Ce sont des expériences significatives qui ont guidé mon travail dans la profession, car à l'époque où je fréquentais l'université, la question de «l'euthanasie» n'était jamais abordée. La décision de conduire ces moments est un acte intime et délicat car il met fin à une relation.

L 'accompagnement empathique c'est un pacte entre propriétaire et médecin dans lequel il faut du temps pour entrer dans une dimension d'écoute, de réflexion et d'exploration des émotions d'un moment aussi difficile mais inévitable.
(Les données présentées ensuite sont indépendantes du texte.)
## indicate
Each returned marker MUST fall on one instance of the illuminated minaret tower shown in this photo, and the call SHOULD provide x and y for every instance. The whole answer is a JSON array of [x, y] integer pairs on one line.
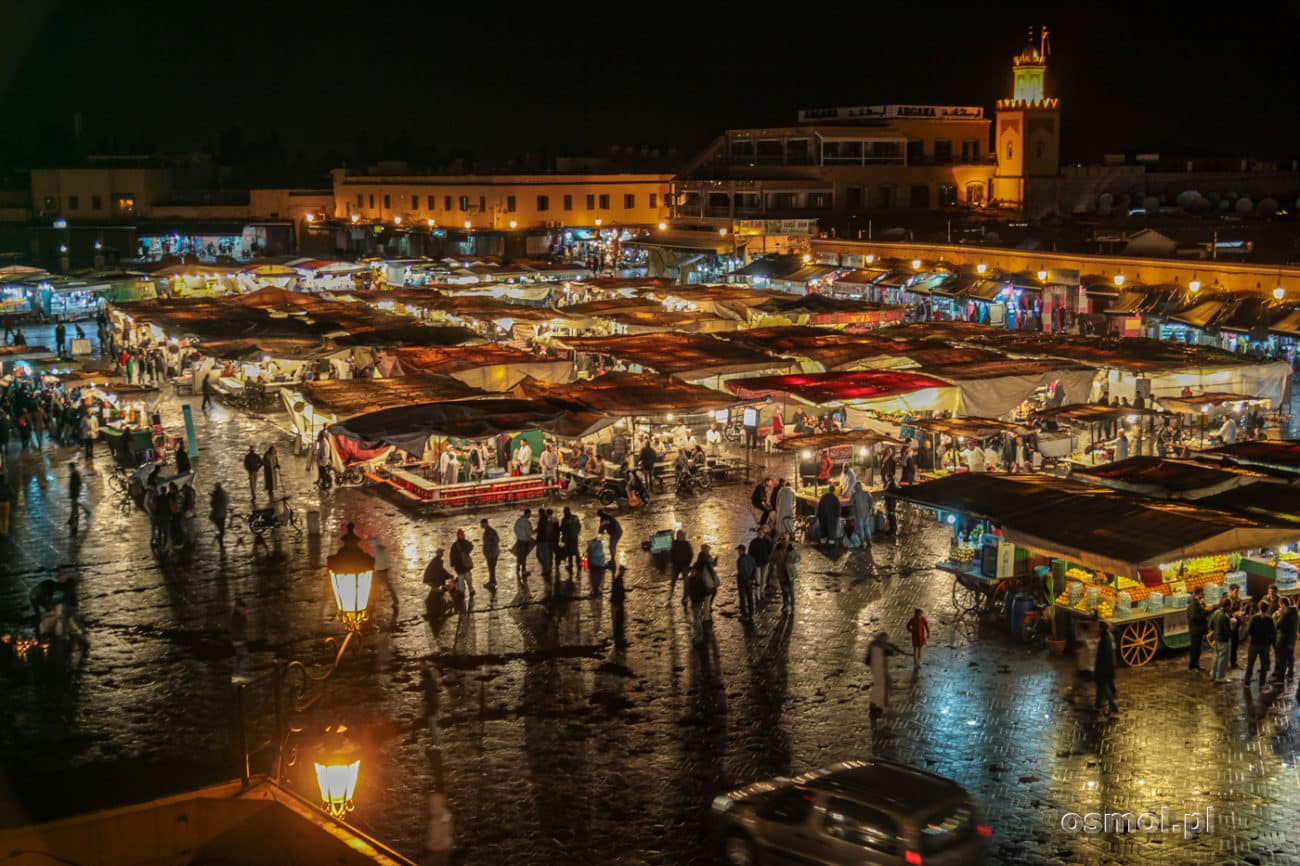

Nous avons une relation étrange avec l'euthanasie car elle est liée à nos émotions et croyances les plus profondes, souvent complètement conscientes et conscientes. Cependant, des millions d'animaux sains sont euthanasiés chaque jour pour des raisons alimentaires ou médicales (recherche). Cet acte est devenu une procédure tellement consolidée qu'il ne nous conduit pas à réfléchir plus profondément sur la relation que nous entretenons avec les animaux, dont certains semblent ne pas mériter les considérations que nous faisons pour nos chiens et chats.

Pourquoi de nombreuses personnes vivant avec un animal ne veulent-elles pas aborder le sujet?

Je ne peux pas faire de généralisations quant à la manière dont les gens vivent ce sujet, à la fois en ce qui concerne l'euthanasie et en ce qui concerne l'accompagnement. Chaque personne a une relation exclusive avec son animal de compagnie et cela conduit à une multiplicité de comportements. Ce que je peux dire, c'est qu'en réalité, vous n'êtes souvent pas prêt à affronter la mort et la séparation d'une relation dans laquelle vous avez beaucoup investi. Bien que la mort soit sous nos yeux tous les jours, elle nous surprend souvent au dépourvu. Nous voulons que nos animaux vivent longtemps et lorsqu'ils partent, ils emportent un morceau de notre vie avec eux. C'est une douleur intime.

Existe-t-il une alternative à l'euthanasie?

Il y a une attitude envers la mort qui ne prévoit pas l'euthanasie mais l'accompagnement, comme je l'ai décrit plus tôt en parlant de ma grand-mère. Cela est également possible pour les animaux utilisant des thérapies palliatives et contre la douleur au besoin. C'est une attitude que nous considérons comme normale et acquise en médecine humaine, mais pas si courante en médecine vétérinaire précisément parce qu'il y a l'outil de l'euthanasie qui semble être le seul possible.

Qu'est-ce que les soins palliatifs?

Les soins palliatifs sont avant tout un acte de prise de conscience. C'est la conscience de l'incurabilité de certains états pathologiques (comme, par exemple, des patients en phase terminale). Dans ces cas, des méthodes médicales pharmacologiques sont utilisées ou par des thérapies intégratives pour soulager l'animal au moins de la douleur.